Partnership to Provide Technology Experiences through Aerial Drones in High Schools of the Alabama Black Belt
This project will advance efforts of the Innovative Technology Experiences for Students and Teachers (ITEST) program to better understand and promote practices that increase students' motivations and capacities to pursue careers in fields of science, technology, engineering, or mathematics (STEM) by engaging in hands-on field experience, laboratory/project-based entrepreneurship tasks and mentorship experiences.

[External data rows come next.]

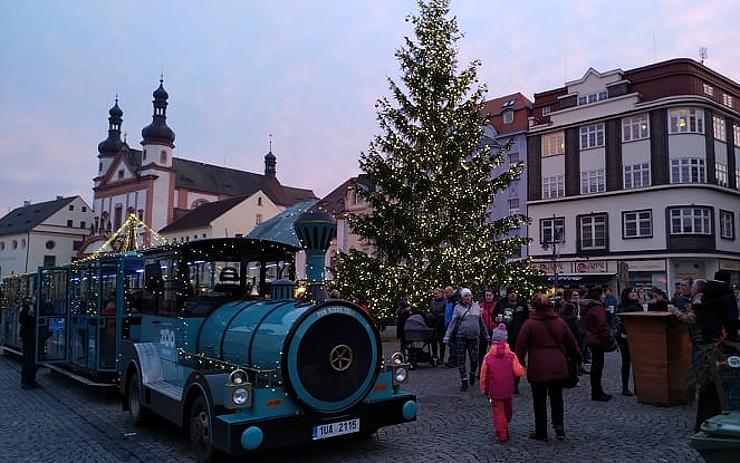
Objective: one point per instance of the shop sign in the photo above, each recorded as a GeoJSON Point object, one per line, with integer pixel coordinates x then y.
{"type": "Point", "coordinates": [657, 265]}
{"type": "Point", "coordinates": [591, 266]}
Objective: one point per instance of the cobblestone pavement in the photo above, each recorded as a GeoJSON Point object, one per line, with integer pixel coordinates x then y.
{"type": "Point", "coordinates": [65, 422]}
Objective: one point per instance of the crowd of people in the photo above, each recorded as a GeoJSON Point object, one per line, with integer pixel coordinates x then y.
{"type": "Point", "coordinates": [554, 339]}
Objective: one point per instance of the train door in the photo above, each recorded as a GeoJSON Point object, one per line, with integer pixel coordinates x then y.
{"type": "Point", "coordinates": [52, 315]}
{"type": "Point", "coordinates": [107, 318]}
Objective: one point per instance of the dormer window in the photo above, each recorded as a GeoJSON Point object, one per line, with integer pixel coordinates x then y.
{"type": "Point", "coordinates": [592, 97]}
{"type": "Point", "coordinates": [508, 117]}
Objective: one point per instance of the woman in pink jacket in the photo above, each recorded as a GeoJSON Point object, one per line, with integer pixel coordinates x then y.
{"type": "Point", "coordinates": [499, 368]}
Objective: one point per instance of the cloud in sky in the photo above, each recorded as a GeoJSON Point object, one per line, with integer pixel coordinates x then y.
{"type": "Point", "coordinates": [307, 72]}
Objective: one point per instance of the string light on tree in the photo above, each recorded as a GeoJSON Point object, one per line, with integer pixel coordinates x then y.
{"type": "Point", "coordinates": [430, 224]}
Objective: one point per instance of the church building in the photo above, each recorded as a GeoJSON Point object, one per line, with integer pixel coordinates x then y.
{"type": "Point", "coordinates": [161, 188]}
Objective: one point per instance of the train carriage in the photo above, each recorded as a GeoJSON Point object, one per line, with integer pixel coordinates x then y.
{"type": "Point", "coordinates": [244, 366]}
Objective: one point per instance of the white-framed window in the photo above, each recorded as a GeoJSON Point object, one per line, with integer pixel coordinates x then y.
{"type": "Point", "coordinates": [637, 175]}
{"type": "Point", "coordinates": [593, 181]}
{"type": "Point", "coordinates": [686, 120]}
{"type": "Point", "coordinates": [553, 143]}
{"type": "Point", "coordinates": [637, 224]}
{"type": "Point", "coordinates": [688, 170]}
{"type": "Point", "coordinates": [720, 173]}
{"type": "Point", "coordinates": [720, 132]}
{"type": "Point", "coordinates": [726, 225]}
{"type": "Point", "coordinates": [553, 187]}
{"type": "Point", "coordinates": [508, 117]}
{"type": "Point", "coordinates": [592, 136]}
{"type": "Point", "coordinates": [635, 128]}
{"type": "Point", "coordinates": [514, 206]}
{"type": "Point", "coordinates": [552, 230]}
{"type": "Point", "coordinates": [727, 100]}
{"type": "Point", "coordinates": [592, 232]}
{"type": "Point", "coordinates": [592, 97]}
{"type": "Point", "coordinates": [691, 221]}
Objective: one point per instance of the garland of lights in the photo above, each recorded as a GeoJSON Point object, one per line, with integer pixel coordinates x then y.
{"type": "Point", "coordinates": [430, 224]}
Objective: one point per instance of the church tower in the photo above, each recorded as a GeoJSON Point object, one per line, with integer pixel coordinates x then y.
{"type": "Point", "coordinates": [158, 139]}
{"type": "Point", "coordinates": [111, 146]}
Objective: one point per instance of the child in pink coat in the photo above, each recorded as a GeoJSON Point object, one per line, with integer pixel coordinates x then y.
{"type": "Point", "coordinates": [500, 367]}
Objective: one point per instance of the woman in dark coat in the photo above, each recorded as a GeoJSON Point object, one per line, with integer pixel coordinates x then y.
{"type": "Point", "coordinates": [628, 302]}
{"type": "Point", "coordinates": [543, 341]}
{"type": "Point", "coordinates": [599, 339]}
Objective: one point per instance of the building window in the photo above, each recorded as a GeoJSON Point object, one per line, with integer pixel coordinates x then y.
{"type": "Point", "coordinates": [637, 224]}
{"type": "Point", "coordinates": [720, 172]}
{"type": "Point", "coordinates": [691, 221]}
{"type": "Point", "coordinates": [719, 128]}
{"type": "Point", "coordinates": [514, 206]}
{"type": "Point", "coordinates": [593, 181]}
{"type": "Point", "coordinates": [686, 120]}
{"type": "Point", "coordinates": [593, 97]}
{"type": "Point", "coordinates": [688, 170]}
{"type": "Point", "coordinates": [592, 136]}
{"type": "Point", "coordinates": [726, 225]}
{"type": "Point", "coordinates": [552, 230]}
{"type": "Point", "coordinates": [508, 117]}
{"type": "Point", "coordinates": [553, 187]}
{"type": "Point", "coordinates": [635, 128]}
{"type": "Point", "coordinates": [637, 175]}
{"type": "Point", "coordinates": [727, 100]}
{"type": "Point", "coordinates": [592, 232]}
{"type": "Point", "coordinates": [553, 143]}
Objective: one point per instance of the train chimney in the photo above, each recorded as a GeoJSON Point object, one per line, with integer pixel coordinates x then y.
{"type": "Point", "coordinates": [315, 231]}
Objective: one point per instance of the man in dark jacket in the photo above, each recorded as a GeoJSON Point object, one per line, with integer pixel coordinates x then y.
{"type": "Point", "coordinates": [27, 320]}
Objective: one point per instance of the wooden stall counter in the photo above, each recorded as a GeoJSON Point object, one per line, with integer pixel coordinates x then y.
{"type": "Point", "coordinates": [661, 356]}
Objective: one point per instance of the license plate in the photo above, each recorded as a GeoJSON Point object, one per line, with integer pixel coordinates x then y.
{"type": "Point", "coordinates": [323, 431]}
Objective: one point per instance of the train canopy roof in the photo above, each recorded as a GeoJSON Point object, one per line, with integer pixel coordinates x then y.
{"type": "Point", "coordinates": [230, 249]}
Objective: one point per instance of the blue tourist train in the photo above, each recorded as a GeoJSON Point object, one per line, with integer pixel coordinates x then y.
{"type": "Point", "coordinates": [193, 333]}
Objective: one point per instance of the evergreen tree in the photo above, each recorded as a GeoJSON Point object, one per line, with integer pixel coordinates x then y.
{"type": "Point", "coordinates": [429, 223]}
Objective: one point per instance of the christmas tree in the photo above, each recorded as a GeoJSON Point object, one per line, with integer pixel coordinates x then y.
{"type": "Point", "coordinates": [429, 226]}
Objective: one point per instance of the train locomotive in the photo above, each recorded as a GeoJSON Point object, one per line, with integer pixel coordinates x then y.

This project, based on the use of a Project Based Learning (PBL) environment with high school students, is a partnership between Tuskegee University, Auburn University, a rural and an urban school district in the historic Black Belt region of the state of Alabama, and the Alabama State Department of Education. The focus of the partnership is to recruit annually a cohort of thirty ethnically and racially diverse high school students from the partnering school districts for immersion in a STEM intensive PBL four-week "STEM Summer Academy" hosted by Tuskegee University. The Academy is designed to provide 30 rising 10th and 11th grade students annually (90 over the life of the three-year grant) with far-reaching technological experiences through the exciting exploration of aerial drones under a PBL framework. Students in each cohort will form a diverse group in terms of race, gender, ethnicity, socio-economic status, and residing in urban or rural areas. The key questions being addressed are: (1) What coherent sets of experiences effectively and efficiently support student competency (e.g., knowledge, skills), motivation and persistence for productive participation in the STEM-related workforce of today or in the future? (2) What roles might business and industry workforce members play in motivating students to become aware of, interested in, and prepared for careers in the STEM-related workforce? and (3) Given the shifting demographics reflected in our current classrooms and in our country what are effective and productive ways to ensure broadening participation by engaging diverse underrepresented populations in STEM programs and careers?
The goals of this project have been developed in collaboration with officials from the partner school districts, faculty at Tuskegee University and Auburn University and representatives from the Alabama State Department of Education. They are formulated to determine the impact of immersing students in technology experiences and special partnerships at the STEM Summer Academy based on their STEM interest, STEM knowledge, and awareness of the pathways needed to take for successful STEM careers. A mixed-method design with both qualitative and quantitative data will be used to examine the students' motivation and attitude towards science in a PBL environment.